On Monday, Comex front-month gold futures for June finished down $38.30, or 2%, at $1,896 an ounce. On April 18, June gold reached a six-week high of $2,003 on concerns that the US could enter recession as a result of strong Fed attempts to rein down inflation. Gold is frequently used as a hedge against economic and political uncertainty.


Over the last week, a series of Fed speakers assuaged market concerns that the economy would turn negative as a result of the central bank's efforts to contain price pressures developing at their highest rate in 40 years.


While fears of a hard landing have not completely vanished, optimism, particularly regarding the sterling job market, has won over some pessimists. This has resulted in the dollar surging – the primary beneficiary of a rate hike — at the expense of gold and other safe-haven assets.
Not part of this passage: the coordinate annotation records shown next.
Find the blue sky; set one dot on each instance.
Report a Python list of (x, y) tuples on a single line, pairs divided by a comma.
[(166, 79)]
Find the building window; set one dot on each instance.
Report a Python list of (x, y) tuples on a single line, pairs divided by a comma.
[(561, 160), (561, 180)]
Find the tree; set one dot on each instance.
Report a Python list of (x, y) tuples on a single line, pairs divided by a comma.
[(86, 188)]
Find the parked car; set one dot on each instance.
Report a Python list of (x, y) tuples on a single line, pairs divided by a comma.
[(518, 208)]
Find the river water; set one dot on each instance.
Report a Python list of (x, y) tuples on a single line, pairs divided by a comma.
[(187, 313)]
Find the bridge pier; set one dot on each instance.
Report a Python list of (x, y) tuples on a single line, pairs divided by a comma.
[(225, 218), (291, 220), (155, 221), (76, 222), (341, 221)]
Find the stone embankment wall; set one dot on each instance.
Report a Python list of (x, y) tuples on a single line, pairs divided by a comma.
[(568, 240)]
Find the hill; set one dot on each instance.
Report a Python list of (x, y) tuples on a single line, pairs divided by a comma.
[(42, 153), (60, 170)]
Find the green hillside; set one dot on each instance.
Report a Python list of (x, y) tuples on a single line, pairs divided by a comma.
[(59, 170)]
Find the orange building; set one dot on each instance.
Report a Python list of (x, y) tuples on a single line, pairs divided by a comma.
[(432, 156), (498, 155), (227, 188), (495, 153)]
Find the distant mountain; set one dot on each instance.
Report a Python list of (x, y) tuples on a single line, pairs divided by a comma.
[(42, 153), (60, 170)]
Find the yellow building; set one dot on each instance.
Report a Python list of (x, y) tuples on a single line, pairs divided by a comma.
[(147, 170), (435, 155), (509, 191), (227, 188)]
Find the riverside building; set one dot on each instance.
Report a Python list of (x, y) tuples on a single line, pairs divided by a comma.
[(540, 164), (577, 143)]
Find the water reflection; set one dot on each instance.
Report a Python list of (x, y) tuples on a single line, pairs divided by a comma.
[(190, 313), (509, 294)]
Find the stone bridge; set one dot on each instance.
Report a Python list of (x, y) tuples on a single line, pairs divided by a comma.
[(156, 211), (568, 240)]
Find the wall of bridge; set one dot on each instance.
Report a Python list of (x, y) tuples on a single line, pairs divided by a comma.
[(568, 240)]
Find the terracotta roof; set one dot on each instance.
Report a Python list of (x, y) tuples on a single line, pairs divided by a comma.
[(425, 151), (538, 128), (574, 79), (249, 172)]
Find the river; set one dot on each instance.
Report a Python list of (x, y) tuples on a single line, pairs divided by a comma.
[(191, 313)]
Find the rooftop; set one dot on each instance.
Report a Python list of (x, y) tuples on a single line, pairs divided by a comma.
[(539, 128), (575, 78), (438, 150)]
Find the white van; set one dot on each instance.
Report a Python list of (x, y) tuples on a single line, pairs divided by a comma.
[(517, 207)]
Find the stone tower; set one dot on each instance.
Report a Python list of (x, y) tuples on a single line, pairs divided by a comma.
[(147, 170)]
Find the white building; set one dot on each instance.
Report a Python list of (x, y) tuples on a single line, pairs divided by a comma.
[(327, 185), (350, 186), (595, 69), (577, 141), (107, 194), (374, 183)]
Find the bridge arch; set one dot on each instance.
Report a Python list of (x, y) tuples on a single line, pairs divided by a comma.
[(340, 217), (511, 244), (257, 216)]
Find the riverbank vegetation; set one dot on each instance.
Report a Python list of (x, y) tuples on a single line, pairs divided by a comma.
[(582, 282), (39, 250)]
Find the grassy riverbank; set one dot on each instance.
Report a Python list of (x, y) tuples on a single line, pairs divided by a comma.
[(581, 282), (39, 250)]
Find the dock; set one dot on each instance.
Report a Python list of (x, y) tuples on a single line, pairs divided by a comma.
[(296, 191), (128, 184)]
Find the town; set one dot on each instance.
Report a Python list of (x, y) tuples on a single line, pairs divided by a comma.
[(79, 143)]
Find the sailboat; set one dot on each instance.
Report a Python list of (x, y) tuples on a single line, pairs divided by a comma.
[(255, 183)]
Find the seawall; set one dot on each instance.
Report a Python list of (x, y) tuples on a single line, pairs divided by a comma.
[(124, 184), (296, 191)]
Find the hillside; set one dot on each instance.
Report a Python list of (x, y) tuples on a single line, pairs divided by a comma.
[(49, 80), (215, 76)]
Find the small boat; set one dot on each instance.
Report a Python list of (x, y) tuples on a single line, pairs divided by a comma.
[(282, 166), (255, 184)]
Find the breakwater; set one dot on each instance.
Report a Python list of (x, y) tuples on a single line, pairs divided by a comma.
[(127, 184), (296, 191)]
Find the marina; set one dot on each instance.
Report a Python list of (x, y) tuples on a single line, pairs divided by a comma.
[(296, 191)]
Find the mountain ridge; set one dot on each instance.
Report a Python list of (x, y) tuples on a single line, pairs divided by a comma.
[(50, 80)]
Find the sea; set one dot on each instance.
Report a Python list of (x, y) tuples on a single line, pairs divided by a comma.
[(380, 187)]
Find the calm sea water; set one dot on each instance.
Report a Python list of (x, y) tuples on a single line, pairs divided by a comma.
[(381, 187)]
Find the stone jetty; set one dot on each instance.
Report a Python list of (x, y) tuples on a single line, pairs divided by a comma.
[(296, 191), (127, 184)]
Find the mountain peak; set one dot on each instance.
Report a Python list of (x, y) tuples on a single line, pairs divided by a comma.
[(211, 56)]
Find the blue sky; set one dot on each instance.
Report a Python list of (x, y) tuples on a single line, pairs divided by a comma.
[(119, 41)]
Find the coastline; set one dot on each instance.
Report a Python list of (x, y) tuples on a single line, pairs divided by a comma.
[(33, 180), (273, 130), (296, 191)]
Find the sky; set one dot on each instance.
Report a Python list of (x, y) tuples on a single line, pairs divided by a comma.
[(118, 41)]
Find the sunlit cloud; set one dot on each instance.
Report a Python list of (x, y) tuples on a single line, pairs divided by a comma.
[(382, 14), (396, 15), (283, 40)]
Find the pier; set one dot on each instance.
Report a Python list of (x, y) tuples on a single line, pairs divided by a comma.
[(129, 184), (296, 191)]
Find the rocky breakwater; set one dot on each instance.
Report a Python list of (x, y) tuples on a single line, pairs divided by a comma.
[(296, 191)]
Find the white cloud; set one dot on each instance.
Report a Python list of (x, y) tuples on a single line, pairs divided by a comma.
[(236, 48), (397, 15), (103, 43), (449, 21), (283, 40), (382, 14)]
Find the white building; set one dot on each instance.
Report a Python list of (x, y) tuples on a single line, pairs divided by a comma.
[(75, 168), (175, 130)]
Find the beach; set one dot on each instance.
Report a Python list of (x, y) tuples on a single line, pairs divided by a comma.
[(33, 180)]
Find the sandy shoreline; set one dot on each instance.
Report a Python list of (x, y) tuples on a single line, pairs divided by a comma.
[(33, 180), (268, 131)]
The Dollar Index, which compares the US currency to six main rivals, touched a 25-month high of 101.745 on Monday.


US bond yields, which frequently move in lockstep with the dollar, have recently decoupled from the greenback. The yield on the US 10-year Treasury note fell for the third consecutive day, dropping about 4% on the day.


While risk aversion across the board drew investors to safe-haven assets, gold's near-term charts showed the possibility of a rebound to the $1,900 lows, at the very least, following the week's loss of more than $100. 


"Gold has begun to exhibit oversold conditions on a daily basis, which may result in a short-term relief rally, albeit not necessarily a reversal," Dixit explained. "The $1,925 to $1,935 level remains a hurdle, but a rebound is probable." If history is any guide, gold will almost certainly find buyers at lower prices."


On the other hand, he noted, a Comex settlement below $1,888 will exacerbate gold's troubles.